Semantic Segmentation Post-processing Pipeline using CVCUDA

CVCUDA helps accelerate the post-processing pipeline of the semantic segmentation sample tremendously. Easy interoperability with PyTorch tensors also makes it easy to integrate with PyTorch and other data loaders that supports the tensor layout.

The exact post-processing operations are:

Create Binary mask -> Upscale the mask -> Blur the input frames -> Joint Bilateral filter to smooth the mask -> Overlay the masks onto the original frame

Since the network outputs the class probabilities (0-1) for all the classes supported by the network, we must first take out the class of interest from it and upscale its values to bring it in the uint8 (0-255) range. These operations will be done using PyTorch math and the resulting tensor will be converted to CVCUDA.

# We assume that everything other than probabilities will be a CVCUDA tensor.
# probabilities has to be a torch tensor because we need to perform a few
# math operations on it. Even if the TensorRT backend was used to run inference
# it would have generated output as Torch.tensor

actual_batch_size = resized_tensor.shape[0]

class_probs = probabilities[:actual_batch_size, class_index, :, :]
class_probs = torch.unsqueeze(class_probs, dim=-1)
class_probs *= 255
class_probs = class_probs.type(torch.uint8)

cvcuda_class_masks = cvcuda.as_tensor(class_probs.cuda(), "NHWC")

The remaining the pipeline code is easy to follow along.
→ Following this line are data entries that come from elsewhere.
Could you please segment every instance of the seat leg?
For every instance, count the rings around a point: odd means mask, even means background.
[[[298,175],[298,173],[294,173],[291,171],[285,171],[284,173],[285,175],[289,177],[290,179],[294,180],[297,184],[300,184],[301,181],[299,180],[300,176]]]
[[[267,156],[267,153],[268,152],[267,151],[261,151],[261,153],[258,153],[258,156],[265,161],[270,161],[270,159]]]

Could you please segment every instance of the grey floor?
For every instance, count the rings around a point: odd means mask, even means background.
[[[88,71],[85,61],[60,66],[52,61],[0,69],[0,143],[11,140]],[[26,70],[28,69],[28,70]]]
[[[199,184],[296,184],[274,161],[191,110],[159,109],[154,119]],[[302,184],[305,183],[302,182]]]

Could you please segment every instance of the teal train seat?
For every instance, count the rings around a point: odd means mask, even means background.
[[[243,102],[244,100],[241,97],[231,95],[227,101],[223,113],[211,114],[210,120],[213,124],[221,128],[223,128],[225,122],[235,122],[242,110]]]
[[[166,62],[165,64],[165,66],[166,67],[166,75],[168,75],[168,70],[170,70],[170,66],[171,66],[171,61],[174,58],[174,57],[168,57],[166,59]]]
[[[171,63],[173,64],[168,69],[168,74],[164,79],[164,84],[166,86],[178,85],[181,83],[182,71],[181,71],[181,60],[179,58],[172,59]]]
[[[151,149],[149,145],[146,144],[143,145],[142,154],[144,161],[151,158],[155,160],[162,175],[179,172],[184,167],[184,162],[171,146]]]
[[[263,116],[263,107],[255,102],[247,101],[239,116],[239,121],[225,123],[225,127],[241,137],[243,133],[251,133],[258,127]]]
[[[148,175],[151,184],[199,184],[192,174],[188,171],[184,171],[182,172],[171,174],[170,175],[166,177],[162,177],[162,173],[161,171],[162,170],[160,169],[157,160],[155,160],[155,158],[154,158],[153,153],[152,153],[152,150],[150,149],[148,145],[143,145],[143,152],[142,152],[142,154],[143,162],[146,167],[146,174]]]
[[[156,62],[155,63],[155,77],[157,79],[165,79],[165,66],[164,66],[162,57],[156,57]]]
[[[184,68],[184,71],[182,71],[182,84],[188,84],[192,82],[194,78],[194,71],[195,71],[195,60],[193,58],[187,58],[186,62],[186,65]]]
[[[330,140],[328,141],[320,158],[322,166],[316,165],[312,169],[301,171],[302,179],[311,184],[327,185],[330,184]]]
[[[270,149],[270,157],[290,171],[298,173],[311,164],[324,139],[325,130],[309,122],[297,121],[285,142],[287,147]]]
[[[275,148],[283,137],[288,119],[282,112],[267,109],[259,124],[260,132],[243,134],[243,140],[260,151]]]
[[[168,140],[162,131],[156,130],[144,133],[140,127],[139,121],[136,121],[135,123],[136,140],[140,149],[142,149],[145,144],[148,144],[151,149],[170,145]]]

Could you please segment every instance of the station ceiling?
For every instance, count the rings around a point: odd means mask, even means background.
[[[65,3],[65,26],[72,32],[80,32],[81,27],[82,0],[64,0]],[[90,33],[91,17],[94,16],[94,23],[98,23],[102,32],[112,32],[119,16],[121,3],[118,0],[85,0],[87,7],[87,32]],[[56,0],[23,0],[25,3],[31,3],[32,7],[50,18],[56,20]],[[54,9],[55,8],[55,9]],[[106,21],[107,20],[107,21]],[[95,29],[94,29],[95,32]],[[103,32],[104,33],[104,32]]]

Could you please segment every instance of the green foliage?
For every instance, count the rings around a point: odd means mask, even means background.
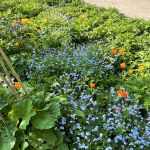
[[[136,125],[144,135],[139,139],[149,140],[150,21],[81,0],[1,0],[0,31],[0,47],[30,93],[25,97],[18,89],[23,100],[17,101],[0,81],[0,150],[130,149],[136,137],[126,147],[112,141],[132,134]],[[127,100],[117,95],[119,89],[128,92]],[[124,108],[124,118],[112,132],[113,125],[105,127],[109,113],[116,113],[114,106]],[[142,121],[135,119],[139,114]]]

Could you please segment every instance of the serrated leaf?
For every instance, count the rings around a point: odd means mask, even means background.
[[[52,149],[57,137],[52,130],[33,130],[29,133],[29,144],[38,150]]]
[[[56,135],[56,137],[57,137],[57,142],[56,142],[55,145],[58,146],[58,145],[60,145],[61,143],[63,143],[63,135],[62,135],[62,133],[61,133],[60,130],[55,130],[54,133],[55,133],[55,135]]]
[[[46,111],[37,112],[31,120],[32,125],[37,129],[50,129],[55,125],[58,116],[60,116],[60,108],[52,103]]]
[[[20,101],[12,105],[12,110],[9,112],[9,116],[12,121],[20,121],[19,128],[26,129],[32,116],[36,114],[33,109],[32,101]]]
[[[53,98],[53,100],[54,100],[54,102],[61,103],[61,104],[69,103],[66,95],[56,96]]]
[[[0,150],[11,150],[16,142],[14,137],[17,128],[14,124],[10,124],[4,127],[4,130],[0,131]]]

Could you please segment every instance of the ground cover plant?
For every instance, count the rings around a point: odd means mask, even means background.
[[[0,0],[1,150],[150,149],[150,21],[80,0]],[[3,72],[0,66],[0,72]]]

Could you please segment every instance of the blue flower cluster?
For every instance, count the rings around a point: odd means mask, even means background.
[[[97,78],[105,82],[102,77],[113,69],[116,58],[110,61],[110,54],[94,45],[49,49],[37,56],[33,51],[28,77],[50,77],[47,89],[69,99],[67,106],[60,106],[63,117],[57,127],[66,136],[70,149],[149,148],[150,123],[139,111],[143,106],[129,96],[116,97],[114,88],[103,89],[105,94],[100,86],[90,88],[89,83]]]
[[[150,148],[150,123],[141,115],[141,109],[144,108],[139,101],[129,96],[112,100],[108,112],[102,116],[103,127],[111,137],[107,139],[108,146],[115,143],[127,150]]]

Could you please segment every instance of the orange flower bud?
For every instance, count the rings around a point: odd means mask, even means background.
[[[16,46],[16,47],[18,47],[18,46],[19,46],[19,43],[18,43],[18,42],[17,42],[17,43],[15,43],[15,46]]]
[[[120,66],[121,66],[121,68],[125,68],[126,64],[125,63],[121,63]]]
[[[123,55],[123,53],[124,53],[124,50],[123,50],[123,49],[120,49],[120,50],[119,50],[119,54],[120,54],[120,55]]]
[[[113,54],[113,55],[116,54],[116,50],[115,50],[115,49],[112,50],[112,54]]]
[[[20,89],[21,88],[21,84],[19,82],[15,82],[15,88]]]
[[[132,70],[132,69],[130,69],[130,70],[129,70],[129,73],[130,73],[130,74],[132,74],[132,73],[133,73],[133,70]]]
[[[144,70],[144,67],[143,66],[139,66],[139,71],[143,71]]]
[[[90,83],[90,87],[91,88],[95,88],[95,84],[94,83]]]
[[[24,24],[29,23],[28,19],[22,19],[22,22],[23,22]]]

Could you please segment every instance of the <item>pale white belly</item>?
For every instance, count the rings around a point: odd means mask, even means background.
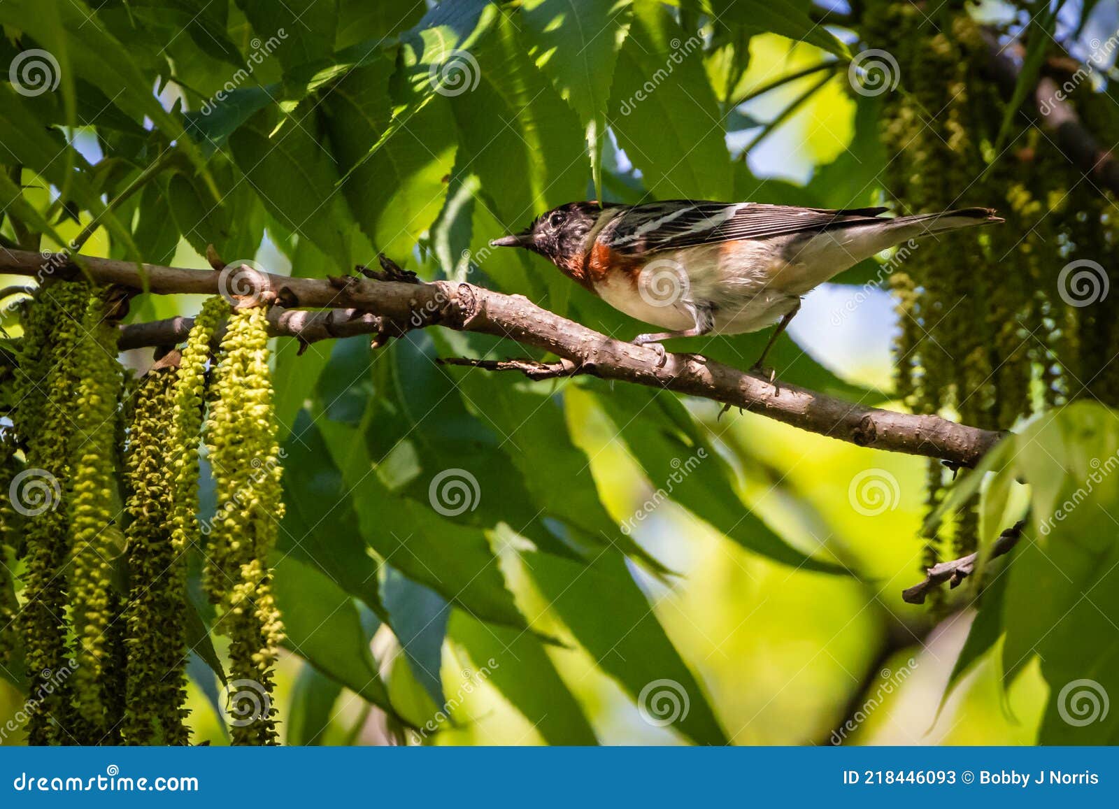
[[[685,274],[677,254],[661,254],[642,269],[636,282],[627,274],[611,273],[594,291],[631,318],[670,331],[695,324],[696,303],[712,305],[713,333],[758,331],[800,301],[799,294],[787,291],[802,284],[798,269],[760,270],[772,255],[772,251],[758,250],[758,243],[746,243],[733,253],[722,245],[692,248]]]

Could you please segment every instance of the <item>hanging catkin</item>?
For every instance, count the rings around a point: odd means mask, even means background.
[[[77,421],[73,452],[68,568],[69,604],[77,668],[74,704],[77,741],[102,743],[110,731],[106,686],[112,675],[109,628],[114,613],[112,572],[120,553],[113,459],[116,455],[116,407],[122,373],[116,361],[117,328],[107,290],[94,294],[82,323],[84,339],[74,351],[81,379],[73,413]]]
[[[283,636],[267,557],[283,505],[267,361],[266,310],[236,310],[222,340],[206,427],[218,502],[206,586],[229,638],[231,680],[257,690],[261,705],[253,722],[234,723],[235,744],[274,744],[278,737],[272,667]]]
[[[175,369],[148,371],[129,426],[125,530],[130,592],[125,610],[128,664],[123,737],[128,744],[185,744],[186,558],[171,540],[175,458],[167,435],[175,404]],[[197,441],[197,436],[195,438]]]
[[[19,472],[19,467],[12,432],[0,429],[0,667],[6,671],[11,670],[17,646],[17,601],[12,567],[16,564],[15,546],[18,542],[16,532],[19,515],[8,492]]]
[[[36,706],[29,744],[70,742],[68,699],[75,661],[66,645],[66,562],[69,556],[69,457],[74,397],[81,380],[77,347],[88,302],[83,282],[41,286],[23,324],[13,421],[23,443],[26,477],[15,491],[25,508],[27,544],[19,624]],[[34,500],[31,498],[35,498]]]

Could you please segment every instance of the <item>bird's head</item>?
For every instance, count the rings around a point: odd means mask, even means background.
[[[520,233],[490,242],[491,247],[524,247],[539,253],[564,269],[582,262],[586,234],[594,227],[602,206],[598,203],[567,203],[540,214]]]

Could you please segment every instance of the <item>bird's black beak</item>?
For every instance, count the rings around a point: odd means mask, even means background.
[[[490,242],[490,247],[528,247],[532,243],[533,232],[529,229],[502,236],[501,238],[495,238]]]

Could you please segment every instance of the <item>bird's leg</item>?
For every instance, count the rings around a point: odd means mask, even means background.
[[[668,361],[668,357],[665,355],[665,347],[660,345],[661,340],[670,340],[674,337],[703,337],[715,328],[715,316],[709,303],[696,304],[692,313],[696,322],[690,329],[660,331],[655,335],[638,335],[633,338],[632,344],[634,346],[649,346],[649,348],[655,350],[659,357],[657,367],[662,368],[665,363]]]
[[[765,357],[769,356],[770,349],[773,348],[773,344],[777,342],[777,338],[781,336],[781,332],[784,331],[786,328],[789,326],[789,321],[792,320],[794,317],[797,317],[797,312],[799,311],[800,311],[800,301],[797,301],[797,305],[793,308],[793,310],[788,314],[786,314],[783,318],[781,318],[780,322],[777,324],[777,328],[773,329],[773,333],[770,335],[770,339],[769,341],[767,341],[765,348],[762,349],[762,356],[758,358],[756,363],[750,366],[751,373],[765,375],[767,370]],[[773,378],[775,376],[777,371],[770,368],[769,369],[770,382],[773,382]]]

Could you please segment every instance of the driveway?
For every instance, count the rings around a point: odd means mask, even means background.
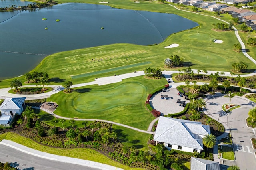
[[[246,126],[246,120],[249,111],[256,106],[256,103],[245,98],[235,96],[232,99],[231,103],[238,104],[241,107],[227,113],[222,111],[222,106],[228,103],[229,99],[224,96],[220,95],[206,99],[207,114],[230,129],[233,137],[236,160],[231,161],[221,159],[220,162],[227,165],[236,164],[242,170],[255,169],[256,158],[253,152],[256,150],[253,149],[250,139],[256,138],[256,134],[252,128]]]

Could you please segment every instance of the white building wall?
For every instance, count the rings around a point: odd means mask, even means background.
[[[181,149],[178,149],[178,145],[176,145],[175,144],[172,144],[172,148],[170,148],[169,147],[168,147],[168,145],[169,145],[169,144],[168,143],[164,143],[164,146],[165,146],[166,148],[167,148],[167,149],[168,149],[168,150],[170,150],[172,149],[175,149],[176,150],[181,150],[182,151],[183,151],[183,152],[191,152],[191,153],[193,153],[193,150],[194,150],[194,148],[188,148],[187,147],[185,147],[185,146],[182,146],[182,148],[181,148]],[[197,150],[197,152],[198,153],[201,153],[201,150],[200,149],[198,149]]]

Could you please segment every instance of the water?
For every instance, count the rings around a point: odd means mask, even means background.
[[[46,55],[119,43],[159,43],[173,33],[198,25],[173,14],[79,3],[0,14],[1,79],[28,72]]]

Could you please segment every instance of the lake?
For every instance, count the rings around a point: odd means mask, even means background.
[[[120,43],[159,43],[173,33],[198,25],[172,14],[80,3],[0,14],[1,79],[25,74],[58,52]]]

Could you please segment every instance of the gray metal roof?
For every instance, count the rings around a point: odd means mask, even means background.
[[[220,170],[220,166],[216,162],[192,157],[190,170]]]
[[[209,126],[200,122],[160,116],[154,140],[202,150],[202,138],[199,135],[210,134]]]
[[[0,110],[18,109],[22,106],[26,97],[6,98],[0,106]]]

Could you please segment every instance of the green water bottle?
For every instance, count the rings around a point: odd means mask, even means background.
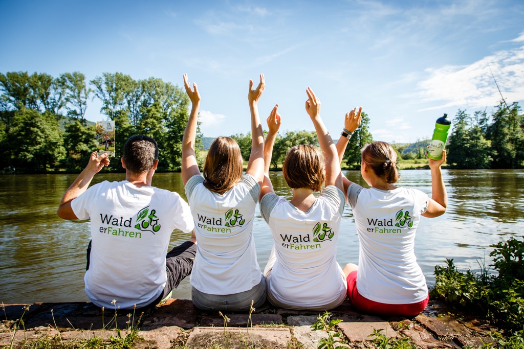
[[[442,151],[446,146],[447,139],[447,131],[451,127],[451,121],[447,119],[447,114],[436,119],[435,129],[433,131],[433,137],[428,151],[428,157],[435,160],[442,157]]]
# Upscale the resulting masks to the full resolution of the input image.
self.cvcuda_perf.push_range("resize")
cvcuda_class_masks_upscaled = cvcuda.resize(
    cvcuda_class_masks,
    (frame_nhwc.shape[0], frame_nhwc.shape[1], frame_nhwc.shape[2], 1),
    cvcuda.Interp.NEAREST,
)
self.cvcuda_perf.pop_range()

# Blur the down-scaled input images and upscale them back to their original resolution.
# A part of this will be used to create a background blur effect later when the
# overlay happens.
# Note: We apply blur on the low-res version of the images to save computation time.
self.cvcuda_perf.push_range("gaussian")
cvcuda_blurred_input_imgs = cvcuda.gaussian(
    resized_tensor, kernel_size=(15, 15), sigma=(5, 5)
)
self.cvcuda_perf.pop_range()

self.cvcuda_perf.push_range("resize")
cvcuda_blurred_input_imgs = cvcuda.resize(
    cvcuda_blurred_input_imgs,
    (frame_nhwc.shape[0], frame_nhwc.shape[1], frame_nhwc.shape[2], 3),
    cvcuda.Interp.LINEAR,
)
self.cvcuda_perf.pop_range()

# Next we apply joint bilateral filter on the up-scaled masks with the gray version of the
# input image as guidance to smooth out the edges of the masks. This is needed because
# the mask was generated in lower resolution and then up-scaled. Joint bilateral will help
# in smoothing out the edges, resulting in a nice smooth mask.
cvcuda_frame_nhwc = cvcuda.as_tensor(frame_nhwc.cuda(), "NHWC")

self.cvcuda_perf.push_range("cvtcolor")
cvcuda_image_tensor_nhwc_gray = cvcuda.cvtcolor(
    cvcuda_frame_nhwc, cvcuda.ColorConversion.RGB2GRAY
)
self.cvcuda_perf.pop_range()

self.cvcuda_perf.push_range("joint_bilateral_filter")
cvcuda_jb_masks = cvcuda.joint_bilateral_filter(
    cvcuda_class_masks_upscaled,
    cvcuda_image_tensor_nhwc_gray,
    diameter=5,
    sigma_color=50,
    sigma_space=1,
)
self.cvcuda_perf.pop_range()

# Create an overlay image. We do this by selectively blurring out pixels
# in the input image where the class mask prediction was absent (i.e. False)
# We already have all the things required for this: The input images,
# the blurred version of the input images and the upscale version
# of the mask.
self.cvcuda_perf.push_range("composite")
cvcuda_composite_imgs_nhwc = cvcuda.composite(
    cvcuda_frame_nhwc,
    cvcuda_blurred_input_imgs,
    cvcuda_jb_masks,
    3,
)
self.cvcuda_perf.pop_range()

# Based on the output requirements, we return appropriate tensors.
if self.output_layout == "NCHW":
    cvcuda_composite_imgs_out = cvcuda.reformat(
        cvcuda_composite_imgs_nhwc, "NCHW"
    )
else:
    assert self.output_layout == "NHWC"
    cvcuda_composite_imgs_out = cvcuda_composite_imgs_nhwc

if self.gpu_output:
    if self.torch_output:
        cvcuda_composite_imgs_out = torch.as_tensor(
            cvcuda_composite_imgs_out.cuda(), device="cuda:%d" % self.device_id
        )
else:
    cvcuda_composite_imgs_out = (
        torch.as_tensor(cvcuda_composite_imgs_out.cuda()).cpu().numpy()
    )

self.cvcuda_perf.pop_range()  # postprocess